The Capitals have until Thursday to match the St. Louis offer. If General Manager David Poile meets it, Stevens will remain on the squad. Poile also could match the offer and then work a trade. If he chooses not to match it, the Blues would be required to pay the Capitals $100,000 and two first-round draft picks within the top seven overall during the next three drafts. If the Blues cannot supply two picks within the top seven, then they would owe the Capitals a total of five first-round picks.

An indication of the new ground being broken is that Poile was waiting for a league interpretation on whether the five picks would be within six or seven years. It is one part of the question facing Poile: to match or not to match.

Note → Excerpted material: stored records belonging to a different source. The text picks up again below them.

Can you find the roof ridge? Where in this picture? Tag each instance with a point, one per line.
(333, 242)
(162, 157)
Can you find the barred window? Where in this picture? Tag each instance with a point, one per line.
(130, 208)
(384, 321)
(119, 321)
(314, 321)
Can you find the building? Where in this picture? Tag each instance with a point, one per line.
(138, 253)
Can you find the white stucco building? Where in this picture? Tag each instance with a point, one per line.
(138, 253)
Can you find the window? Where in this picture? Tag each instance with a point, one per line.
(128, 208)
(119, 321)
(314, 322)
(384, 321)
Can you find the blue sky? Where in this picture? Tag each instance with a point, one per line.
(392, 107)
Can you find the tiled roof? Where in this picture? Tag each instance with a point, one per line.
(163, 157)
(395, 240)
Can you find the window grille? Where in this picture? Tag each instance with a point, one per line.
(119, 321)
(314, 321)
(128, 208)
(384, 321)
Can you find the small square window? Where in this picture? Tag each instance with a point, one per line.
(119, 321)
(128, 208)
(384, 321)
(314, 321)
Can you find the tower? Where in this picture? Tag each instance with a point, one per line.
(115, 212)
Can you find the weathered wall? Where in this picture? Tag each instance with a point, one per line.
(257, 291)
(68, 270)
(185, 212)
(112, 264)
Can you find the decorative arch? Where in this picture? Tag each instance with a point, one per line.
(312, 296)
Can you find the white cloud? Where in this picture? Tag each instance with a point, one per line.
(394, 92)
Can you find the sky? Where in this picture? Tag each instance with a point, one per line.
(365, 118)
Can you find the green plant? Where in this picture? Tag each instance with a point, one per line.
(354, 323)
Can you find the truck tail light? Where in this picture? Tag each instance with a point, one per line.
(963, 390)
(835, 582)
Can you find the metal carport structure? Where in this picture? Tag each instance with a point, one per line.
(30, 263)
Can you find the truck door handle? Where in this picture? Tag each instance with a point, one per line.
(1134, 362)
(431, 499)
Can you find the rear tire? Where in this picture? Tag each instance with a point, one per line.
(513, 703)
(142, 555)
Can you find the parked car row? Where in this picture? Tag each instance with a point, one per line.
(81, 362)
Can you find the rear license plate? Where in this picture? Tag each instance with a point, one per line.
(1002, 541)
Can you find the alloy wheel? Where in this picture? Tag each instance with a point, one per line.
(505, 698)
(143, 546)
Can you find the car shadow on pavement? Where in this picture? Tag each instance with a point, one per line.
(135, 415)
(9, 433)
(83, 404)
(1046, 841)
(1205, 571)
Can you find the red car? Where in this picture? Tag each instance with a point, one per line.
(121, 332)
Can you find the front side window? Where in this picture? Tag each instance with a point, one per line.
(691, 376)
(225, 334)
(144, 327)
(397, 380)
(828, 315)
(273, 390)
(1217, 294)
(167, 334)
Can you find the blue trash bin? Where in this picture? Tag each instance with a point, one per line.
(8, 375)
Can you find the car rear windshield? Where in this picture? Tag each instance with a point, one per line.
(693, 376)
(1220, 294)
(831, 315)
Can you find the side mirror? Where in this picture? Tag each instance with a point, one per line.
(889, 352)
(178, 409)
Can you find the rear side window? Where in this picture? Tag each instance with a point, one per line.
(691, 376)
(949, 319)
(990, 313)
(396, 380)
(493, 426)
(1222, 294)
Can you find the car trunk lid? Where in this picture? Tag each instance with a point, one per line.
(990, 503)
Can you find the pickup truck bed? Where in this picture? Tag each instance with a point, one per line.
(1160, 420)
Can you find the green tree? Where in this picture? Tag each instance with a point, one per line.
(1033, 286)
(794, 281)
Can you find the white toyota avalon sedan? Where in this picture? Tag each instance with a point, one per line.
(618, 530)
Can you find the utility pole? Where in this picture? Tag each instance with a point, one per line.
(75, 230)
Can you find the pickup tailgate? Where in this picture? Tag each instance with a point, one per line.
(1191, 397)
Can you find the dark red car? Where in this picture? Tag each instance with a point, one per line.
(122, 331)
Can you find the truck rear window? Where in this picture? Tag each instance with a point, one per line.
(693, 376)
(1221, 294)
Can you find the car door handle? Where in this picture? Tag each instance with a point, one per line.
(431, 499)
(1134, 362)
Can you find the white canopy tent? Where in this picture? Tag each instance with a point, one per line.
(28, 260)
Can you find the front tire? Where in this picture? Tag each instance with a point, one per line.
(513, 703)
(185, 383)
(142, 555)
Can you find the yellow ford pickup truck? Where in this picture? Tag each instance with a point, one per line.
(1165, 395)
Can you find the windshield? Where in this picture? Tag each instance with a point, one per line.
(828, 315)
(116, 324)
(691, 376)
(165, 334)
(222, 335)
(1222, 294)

"I have to have a lot of meetings with a lot of people in our organization," Poile said yesterday. "I've made calls {yesterday} and will over the weekend. I have a feeling it will come to a deadline decision."

Other than the person who might fill Stevens's spot in the lineup, the rest of the Capitals would love to see Stevens, one of the league's better defensemen, return. His new salary would give the rest more bargaining power. Even though others might not be as valuable -- and some will argue they are more so -- the salary structure would be completely reshaped.

Last season Stevens made $300,000, according to NHL Players Association figures. Goalie Mike Liut, who was obtained in March from Hartford, brought a contract that paid him $455,000 a year. According to union figures, Dino Ciccarelli earned $380,000 and captain Rod Langway made $342,000 plus $75,000 in deferred compensation.

"It's good for everybody to see a guy like Scott getting that," said Ridley, who made $197,500 last season and is one of about a dozen Capitals entering the option year of their contracts. "Hopefully, it will eventually filter down. If they keep Scott, he would be making more than double anybody else. I don't think that would be a problem {as far as relations among players}, but it might be a problem for negotiations in the future -- on their side."

Like Stevens, Beaupre is a free agent subject to compensation. He made $225,000 last season and Poile has made the required offer of a 15 percent raise to guarantee his rights to compensation. The negotiations with Beaupre have not started in earnest, but they certainly won't be resolved before Thursday. Poile has his hands full and Beaupre would want to wait to see if the parameters of the team's salary structure change.

Ingraham said that while any big raise such as this generally helps all players, he did not anticipate being able to use it when he negotiates Ridley's next deal.

"I don't see David matching it," Ingraham said. "If David does match it, he's inviting an open season in terms of other players, starting with Mr. Langway, working all the way down. It would distort the salary structure dramatically."

Bennett said he did not know whether Poile would match the Blues' offer, but he indicated some doubt.

"I assume when David told me the numbers we were looking for were, basically, out of the ballpark from the Capitals' perspective, he meant it," Bennett said. "We were not on the same page, not even in the same book."